Your discussion should also connect the distributional characteristics to the domain- specific context of these variables.

b)  (2 marks) Graphically summarise the distribution of the variable Roof Azimuth and briefly discuss the distributional characteristics of the variable. Your discussion should also con- nect the distributional characteristics to the domain-specific context.

c)  (3 marks) Given that there may be an association with Roof Azimuth and generation, transform Roof Azimuth so that equal angles either side of North are treated the same.

d)  (1 mark) Visualise your new version of Roof Azimuth.

Question 3 (19 Marks)

a)  (2 marks) Generate a visualisation of the correlation coefficient between Generation and all variables. Briefly discuss your findings from in the context of predicting Generation.
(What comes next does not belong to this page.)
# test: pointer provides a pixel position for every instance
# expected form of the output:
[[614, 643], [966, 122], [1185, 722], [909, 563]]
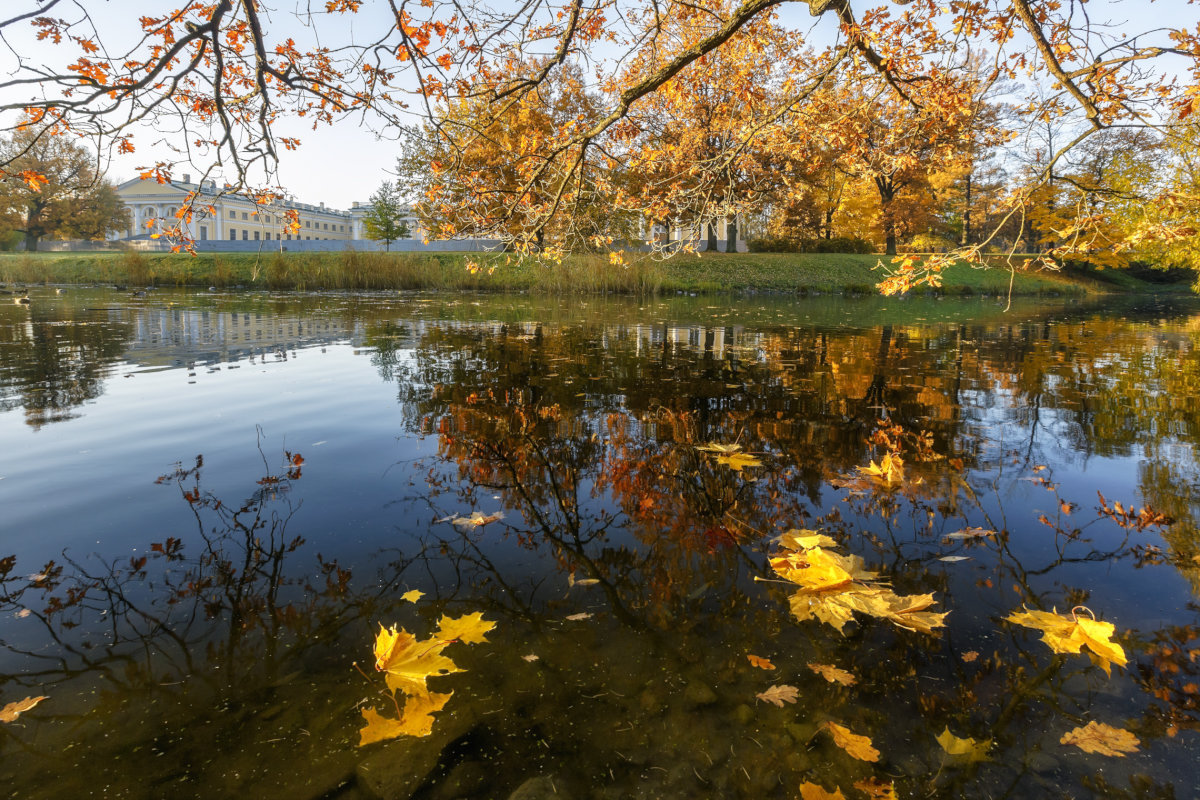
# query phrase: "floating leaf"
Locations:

b)  (3 marks) Construct an appropriate plot to visualise the relationship between Generation and Panel Capacity. Briefly discuss your findings.

c)  (3 marks) Construct an appropriate plot to visualise the relationship between Generation and Latitude. Briefly discuss your findings.

d)  (5 marks) For each city, compile a table that shows the mean Generation for combinations of Roof Azimuth and Roof Pitch.  Bin values of Roof Azimuth into 45 ° groups.  Briefly discuss your findings.

e)  (4 marks) Pick one city, bin households based on Panel Capacity and Shading. For each bin display the mean Generation. Display the results using an appropriate visualisation. Discuss your findings.

f)  (4 marks) Pick one city, bin households based on Panel Capacity and Year.  For each bin display the mean Generation. Display the results using an appropriate visualisation. Discuss your findings.